MANTOVA – Un’atmosfera vibrante d’emozione e magia ha avvolto piazza Leon Battista Alberti per il gran finale di “MantovaMusica – Le Bellezze Ritrovate”: tra prosa e note incantate, lo spettacolo “Il futuro è tra mezz’ora” ha restituito la geniale complessità umana e artistica di Lucio Dalla, trasformando uno degli angoli più suggestivi della città in un palcoscenico di pura poesia, di fronte a un pubblico numerosissimo in una serata da tutto esaurito, scandita da calorosi applausi.

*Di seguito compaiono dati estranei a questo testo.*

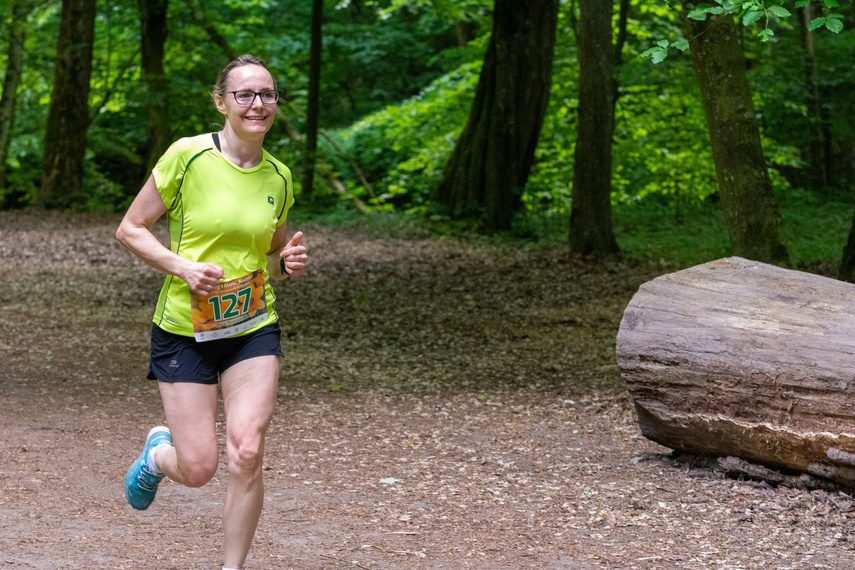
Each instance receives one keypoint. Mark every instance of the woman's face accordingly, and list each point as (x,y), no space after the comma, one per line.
(252,120)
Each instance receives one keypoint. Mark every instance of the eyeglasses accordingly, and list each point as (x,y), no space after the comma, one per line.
(246,98)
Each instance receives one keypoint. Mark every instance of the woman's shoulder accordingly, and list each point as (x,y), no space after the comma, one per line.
(278,164)
(193,144)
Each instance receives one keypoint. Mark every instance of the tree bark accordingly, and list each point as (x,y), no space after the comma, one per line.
(153,26)
(591,230)
(750,211)
(312,103)
(495,152)
(744,359)
(14,70)
(68,115)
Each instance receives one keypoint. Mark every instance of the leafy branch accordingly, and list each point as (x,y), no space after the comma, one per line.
(750,12)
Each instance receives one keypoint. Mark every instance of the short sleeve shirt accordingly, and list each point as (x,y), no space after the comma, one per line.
(218,213)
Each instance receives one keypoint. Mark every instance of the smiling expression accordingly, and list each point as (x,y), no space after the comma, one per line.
(251,120)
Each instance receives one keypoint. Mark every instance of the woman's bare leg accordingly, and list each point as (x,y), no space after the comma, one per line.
(249,394)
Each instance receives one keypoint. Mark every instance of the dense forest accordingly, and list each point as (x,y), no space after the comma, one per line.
(601,123)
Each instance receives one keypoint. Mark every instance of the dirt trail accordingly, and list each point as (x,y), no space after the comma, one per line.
(442,405)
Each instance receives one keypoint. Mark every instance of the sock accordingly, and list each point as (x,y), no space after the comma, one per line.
(150,460)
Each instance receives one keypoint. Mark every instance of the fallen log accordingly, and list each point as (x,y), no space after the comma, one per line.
(742,359)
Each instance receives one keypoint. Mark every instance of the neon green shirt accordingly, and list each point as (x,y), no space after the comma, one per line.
(218,213)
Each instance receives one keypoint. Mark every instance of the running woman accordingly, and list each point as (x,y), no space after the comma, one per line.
(226,200)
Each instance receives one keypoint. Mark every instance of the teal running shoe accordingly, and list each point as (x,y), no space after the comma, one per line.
(140,483)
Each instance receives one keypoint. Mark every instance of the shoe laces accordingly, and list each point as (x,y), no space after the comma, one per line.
(146,480)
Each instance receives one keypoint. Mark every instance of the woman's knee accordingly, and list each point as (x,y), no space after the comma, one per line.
(245,455)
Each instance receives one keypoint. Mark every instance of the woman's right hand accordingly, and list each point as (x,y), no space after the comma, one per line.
(202,278)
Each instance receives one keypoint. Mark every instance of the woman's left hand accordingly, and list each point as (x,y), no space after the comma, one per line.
(294,256)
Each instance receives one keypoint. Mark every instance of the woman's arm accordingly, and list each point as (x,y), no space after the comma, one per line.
(134,233)
(286,258)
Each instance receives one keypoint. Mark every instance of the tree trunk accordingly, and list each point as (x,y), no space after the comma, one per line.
(819,137)
(495,152)
(591,230)
(14,70)
(312,104)
(751,214)
(739,358)
(153,25)
(68,116)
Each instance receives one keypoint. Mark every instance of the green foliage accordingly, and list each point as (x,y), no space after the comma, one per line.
(404,147)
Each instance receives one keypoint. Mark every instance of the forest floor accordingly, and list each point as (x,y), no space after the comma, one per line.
(442,405)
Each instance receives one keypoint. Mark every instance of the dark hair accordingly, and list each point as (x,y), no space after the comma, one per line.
(219,87)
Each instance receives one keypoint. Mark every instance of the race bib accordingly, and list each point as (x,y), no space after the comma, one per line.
(235,307)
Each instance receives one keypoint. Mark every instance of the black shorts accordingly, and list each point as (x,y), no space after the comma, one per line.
(178,358)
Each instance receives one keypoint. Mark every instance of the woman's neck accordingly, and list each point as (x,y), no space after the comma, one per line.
(243,153)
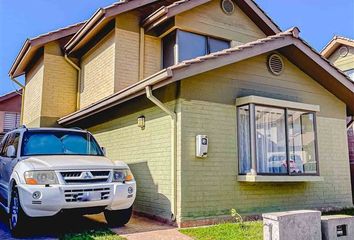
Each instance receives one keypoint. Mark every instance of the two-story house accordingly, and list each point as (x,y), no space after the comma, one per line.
(10,110)
(340,52)
(151,78)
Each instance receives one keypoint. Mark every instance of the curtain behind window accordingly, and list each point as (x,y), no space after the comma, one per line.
(270,140)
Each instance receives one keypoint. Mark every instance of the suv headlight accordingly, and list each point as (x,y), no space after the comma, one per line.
(41,177)
(122,175)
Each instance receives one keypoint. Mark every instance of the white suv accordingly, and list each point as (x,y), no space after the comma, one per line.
(44,171)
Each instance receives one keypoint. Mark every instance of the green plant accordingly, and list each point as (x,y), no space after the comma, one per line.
(236,216)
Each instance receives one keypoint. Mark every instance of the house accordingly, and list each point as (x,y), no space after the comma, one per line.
(340,52)
(10,111)
(212,105)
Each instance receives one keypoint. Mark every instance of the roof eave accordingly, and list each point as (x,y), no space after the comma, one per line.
(339,81)
(102,16)
(332,46)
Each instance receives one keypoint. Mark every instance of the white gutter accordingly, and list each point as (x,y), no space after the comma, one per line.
(173,116)
(23,95)
(78,80)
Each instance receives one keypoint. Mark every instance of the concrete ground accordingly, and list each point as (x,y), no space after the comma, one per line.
(52,228)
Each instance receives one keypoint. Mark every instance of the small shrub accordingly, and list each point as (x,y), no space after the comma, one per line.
(236,217)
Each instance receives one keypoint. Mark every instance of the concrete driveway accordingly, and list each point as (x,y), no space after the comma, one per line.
(52,228)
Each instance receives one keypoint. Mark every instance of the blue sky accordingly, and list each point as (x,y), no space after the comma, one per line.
(318,20)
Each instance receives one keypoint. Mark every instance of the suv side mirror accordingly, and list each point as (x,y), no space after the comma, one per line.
(104,150)
(11,151)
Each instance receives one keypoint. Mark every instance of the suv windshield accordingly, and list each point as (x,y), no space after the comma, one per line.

Lo spettacolo, produzione firmata International Music and Arts nato da un’idea di Luca Gnudi, è un omaggio alle ultime 24 ore di vita del grande cantautore bolognese. A guidare il pubblico in questa dimensione sospesa, la voce colta e appassionata di Federico Buffa, capace di abbandonare il commento sportivo per sposare la prosa teatrale con straordinaria carica emotiva, i due musicisti, Alessandro Nidi, al pianoforte ed Emanuele Nidi voce e chitarra, due narratori che hanno scritto e interpretato lo spettacolo e il romagnolo Cesare Pomarici, professore e attore. Il racconto riavvolge il nastro del tempo fino al 29 febbraio 2012, riportandoci allo Stravinsky Auditorium per il Montreux Jazz Festival: l’ultimo, leggendario concerto prima della scomparsa improvvisa del cantautore bolognese. In piazza Leon Battista Alberti, già di per sé scenografia naturale, l’allestimento si fa essenziale: quattro performer e un paio di leggii, per lasciare spazio assoluto alla forza evocativa delle parole e della musica. 

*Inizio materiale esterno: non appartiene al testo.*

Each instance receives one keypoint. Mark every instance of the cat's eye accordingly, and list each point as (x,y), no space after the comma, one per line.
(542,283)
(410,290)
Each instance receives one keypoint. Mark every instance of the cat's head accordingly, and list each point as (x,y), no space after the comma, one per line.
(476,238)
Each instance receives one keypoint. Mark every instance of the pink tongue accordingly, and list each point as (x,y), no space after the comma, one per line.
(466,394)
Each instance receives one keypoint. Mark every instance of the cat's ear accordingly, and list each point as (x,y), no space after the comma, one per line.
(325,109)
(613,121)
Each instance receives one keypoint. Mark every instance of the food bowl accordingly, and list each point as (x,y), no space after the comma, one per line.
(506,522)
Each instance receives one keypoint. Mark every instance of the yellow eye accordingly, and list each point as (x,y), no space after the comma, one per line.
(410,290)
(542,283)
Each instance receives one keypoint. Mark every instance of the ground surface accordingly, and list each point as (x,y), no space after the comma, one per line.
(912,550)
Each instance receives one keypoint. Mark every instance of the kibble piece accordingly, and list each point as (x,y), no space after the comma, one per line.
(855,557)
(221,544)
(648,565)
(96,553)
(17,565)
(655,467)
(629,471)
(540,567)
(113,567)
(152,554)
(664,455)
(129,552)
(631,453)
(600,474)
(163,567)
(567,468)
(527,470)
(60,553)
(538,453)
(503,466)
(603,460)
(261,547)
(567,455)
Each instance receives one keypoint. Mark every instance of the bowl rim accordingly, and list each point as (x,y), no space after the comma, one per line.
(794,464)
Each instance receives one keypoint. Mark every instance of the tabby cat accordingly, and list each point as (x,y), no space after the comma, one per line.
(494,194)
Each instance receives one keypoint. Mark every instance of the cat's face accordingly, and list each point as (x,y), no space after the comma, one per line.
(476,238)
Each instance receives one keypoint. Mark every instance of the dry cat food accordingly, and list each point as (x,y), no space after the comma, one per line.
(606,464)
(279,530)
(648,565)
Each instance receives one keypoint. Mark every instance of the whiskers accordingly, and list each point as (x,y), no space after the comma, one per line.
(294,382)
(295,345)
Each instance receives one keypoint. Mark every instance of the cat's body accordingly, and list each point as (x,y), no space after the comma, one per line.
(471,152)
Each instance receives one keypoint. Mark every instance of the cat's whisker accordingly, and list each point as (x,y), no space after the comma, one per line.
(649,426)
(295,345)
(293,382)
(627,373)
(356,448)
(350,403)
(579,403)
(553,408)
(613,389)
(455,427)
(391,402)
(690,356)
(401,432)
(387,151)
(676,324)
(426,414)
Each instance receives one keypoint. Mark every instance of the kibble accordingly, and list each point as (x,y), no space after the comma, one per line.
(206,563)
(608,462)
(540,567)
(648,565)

Il viaggio a ritroso ripercorre i brani di quella storica scaletta al Montreux Jazz Festival, illuminandoli di una luce nuova attraverso l’intreccio tra rievocazione storica, aneddoti inediti e genesi segrete delle canzoni, spogliando i brani di ogni orpello, facendone risplendere la melodia originale. Affiora così anche il legame con Giacomo Leopardi, maestro silenzioso e faro guida dell’intero percorso umano e poetico di Dalla.

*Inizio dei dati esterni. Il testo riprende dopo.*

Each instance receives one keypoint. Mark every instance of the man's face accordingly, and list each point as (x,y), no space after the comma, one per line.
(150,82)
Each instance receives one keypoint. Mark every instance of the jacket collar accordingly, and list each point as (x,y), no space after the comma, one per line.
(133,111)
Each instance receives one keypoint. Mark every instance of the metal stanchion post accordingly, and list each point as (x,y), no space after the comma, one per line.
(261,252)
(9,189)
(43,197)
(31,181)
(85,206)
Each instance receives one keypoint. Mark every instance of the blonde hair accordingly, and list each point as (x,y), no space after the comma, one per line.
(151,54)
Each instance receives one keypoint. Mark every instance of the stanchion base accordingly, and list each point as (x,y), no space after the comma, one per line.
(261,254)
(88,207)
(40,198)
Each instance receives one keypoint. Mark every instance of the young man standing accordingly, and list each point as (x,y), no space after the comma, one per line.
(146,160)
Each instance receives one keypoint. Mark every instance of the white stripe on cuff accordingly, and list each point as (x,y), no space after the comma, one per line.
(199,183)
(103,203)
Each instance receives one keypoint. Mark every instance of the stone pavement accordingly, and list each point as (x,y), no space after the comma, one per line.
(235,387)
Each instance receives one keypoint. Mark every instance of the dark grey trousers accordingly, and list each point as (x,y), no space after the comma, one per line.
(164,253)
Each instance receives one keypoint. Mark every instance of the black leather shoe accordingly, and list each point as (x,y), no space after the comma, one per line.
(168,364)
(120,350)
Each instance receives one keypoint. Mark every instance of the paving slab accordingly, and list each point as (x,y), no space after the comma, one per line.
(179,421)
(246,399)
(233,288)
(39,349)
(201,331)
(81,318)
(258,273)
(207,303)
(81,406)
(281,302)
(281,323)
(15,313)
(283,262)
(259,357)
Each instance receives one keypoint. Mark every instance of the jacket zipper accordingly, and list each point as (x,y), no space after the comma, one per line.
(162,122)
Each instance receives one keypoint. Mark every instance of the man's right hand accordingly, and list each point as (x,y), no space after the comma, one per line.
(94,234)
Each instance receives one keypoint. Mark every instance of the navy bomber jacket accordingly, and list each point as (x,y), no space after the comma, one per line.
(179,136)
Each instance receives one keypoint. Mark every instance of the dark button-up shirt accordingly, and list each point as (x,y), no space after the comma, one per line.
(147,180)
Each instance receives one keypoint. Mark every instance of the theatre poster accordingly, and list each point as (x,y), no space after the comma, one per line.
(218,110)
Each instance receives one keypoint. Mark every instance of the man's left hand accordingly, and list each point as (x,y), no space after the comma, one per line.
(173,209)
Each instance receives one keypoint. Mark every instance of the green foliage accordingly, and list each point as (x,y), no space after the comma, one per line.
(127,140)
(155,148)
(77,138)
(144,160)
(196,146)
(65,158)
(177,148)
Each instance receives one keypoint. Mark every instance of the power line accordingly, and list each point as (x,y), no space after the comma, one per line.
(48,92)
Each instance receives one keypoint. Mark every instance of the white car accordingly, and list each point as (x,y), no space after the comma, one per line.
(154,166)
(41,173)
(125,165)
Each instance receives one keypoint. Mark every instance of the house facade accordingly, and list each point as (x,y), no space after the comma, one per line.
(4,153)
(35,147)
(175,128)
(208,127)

Dalle pieghe del racconto riaffiora anche la storia di capolavori senza tempo come “4/3/1943”, firmata da Paola Pallottino ma sentita da Dalla come una seconda pelle, o il viscerale amore per il mare, elemento d’ispirazione pura che lo spinse a trasferirsi alle Isole Tremiti, culla creativa per brani immortali. La narrazione attraversa poi la vita inquieta e appassionata di Dalla, la tensione socio-politica degli anni ’70, il Festival di Sanremo segnato dalla tragica scomparsa di Luigi Tenco, fino ai periodi di fermento socio politico che il cantautore visse con profonda sofferenza. Emergono così le matrici inaspettate di grandi classici, come l’influenza del cantautore brasiliano Chico Buarque nella genesi de “L’anno che verrà”, fino al toccante finale affidato a “Caruso”: quasi un presagio di eternità, risuonato come ultima canzone in scaletta in quella notte svizzera. Il titolo stesso racchiude l’essenza dello spettacolo: “Il futuro è tra mezz’ora”, la celebre frase con cui Dalla raccontava la sua urgenza di vivere, quella fame di presente e quel bisogno viscerale di guardare sempre avanti, sfidando l’ignoto a passo di musica. (e.r.)